# Mr. Owl RDA



## theoS (21/9/15)

can ne one please give me there opinion about this one seen that i whant to get one


----------



## whatalotigot (21/9/15)

Make this easier for people.

1st) This thread should be posted in another sub forum. this is not a poll or survey. maybe post it in general vape chat

2) Post some pics and specs of the atty in question. I really have no idea what you are talking about. 

3) fix spelling

Reactions: Like 1 | Agree 1


----------



## theoS (21/9/15)

I


whatalotigot said:


> Make this easier for people.
> 
> 1st) This thread should be posted in another sub forum. this is not a poll or survey. maybe post it in general vape chat
> 
> ...


 I Cant spell


----------



## zadiac (21/9/15)

lol.....that is quite evident

Reactions: Agree 1 | Funny 2


----------



## Redeemer (21/9/15)

Actually, using GoogleFu, @theoS is making sense... And I've seen much worse spelling from 'professionals'

Mr. Owl Ehpro RDA

Can be found locally:
http://eciggies.co.za/MrOwl-RDA-from-Ehpro-Steel

And has some Reviews:
https://www.e-cigarette-forum.com/forum/threads/mr-owl-rda-original-ehpro-design.637427/
http://www.madvapes.com/ehpro-mr-owl-rda.html

Reactions: Like 2 | Winner 3


----------



## whatalotigot (21/9/15)

Lokso Bad. I wloudnt Buy Thlis Rda

Reactions: Agree 1 | Funny 2


----------



## Coco (21/9/15)

To bring things back to the right level...

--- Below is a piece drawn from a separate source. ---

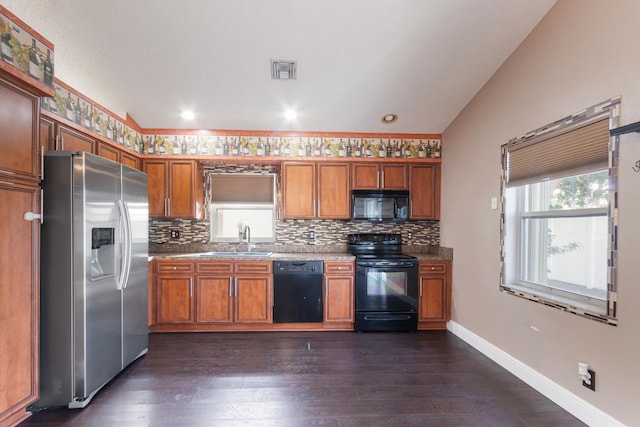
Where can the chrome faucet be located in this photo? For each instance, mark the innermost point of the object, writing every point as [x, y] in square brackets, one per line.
[247, 236]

I picked one up a while back via eCiggies @ R300.

Steel construction, top-cap is nice and tight and seals it properly over the or-rings with no sign of slipping. Funky looking, but it actually performs it's function quite well and the top-hat does make one smile. Not massive airflow (3 holes on 2 sides each), but you can set and forget it, i.e. it won't adjust in your pocket.

3 post builds, not as massive as e.g. a Velocity (not the same thing), but I have managed to get dual Ni's in there without issue. Not a massive juicewell, but enough to keep it going and as long as you don't overfill to the brim, haven't had any real leakage issues.

Would I pick up another one? Yeap, I will. Not the best ever, but I'm satisfied with the price, quality and end-result.

EDIT: 3 airholes on 3 places - you can either have 6 open (3 on 2 sides) or 3 open (on a single side) - sorry for the slight initial misinformation, I forgot since I haven't done a single-coil build in a while in there. This setup does help for single and dual-coil builds.

EDIT2: Just in case it is not obvious - the smaller airholes are better suited for slightly tighter RDA-style draws, you are not going to blow competition clouds on this one.

Reactions: Like 1 | Winner 1 | Thanks 1 | Informative 2


----------



## gertvanjoe (21/9/15)

@Coco , you speak English with a Chinese accent  : but it actually performs it's function _reads : but it actually performs it is function
_


----------



## theoS (22/9/15)

thanks guys think i will get one

Reactions: Like 1


----------



## Coco (22/9/15)

gertvanjoe said:


> @Coco , you speak English with a Chinese accent  : but it actually performs it's function _reads : but it actually performs it is function
> _



lol, Indeed. I am normally better than that... or is it "I am better that than normally"?

Reactions: Winner 1


----------



## theoS (22/9/15)

Coco said:


> lol, Indeed. I am normally better than that... or is it "I am better that than normally"?


normally better than that am i, indeed


----------



## kev mac (22/9/15)

whatalotigot said:


> Lokso Bad. I wloudnt Buy Thlis Rda


The Sapor is a great RDA and priced around $25.00 usd for an authentic also the Mad Hatter isn't half bad and is only about $16.00 also authentic. I own many good clones I've purchased for under $10.00.


----------



## gertvanjoe (23/9/15)

Coco said:


> lol, Indeed. I am normally better than that... or is it "I am better that than normally"?


The first option sounded much the better 

Sent from my GT-I8190 using Tapatalk


----------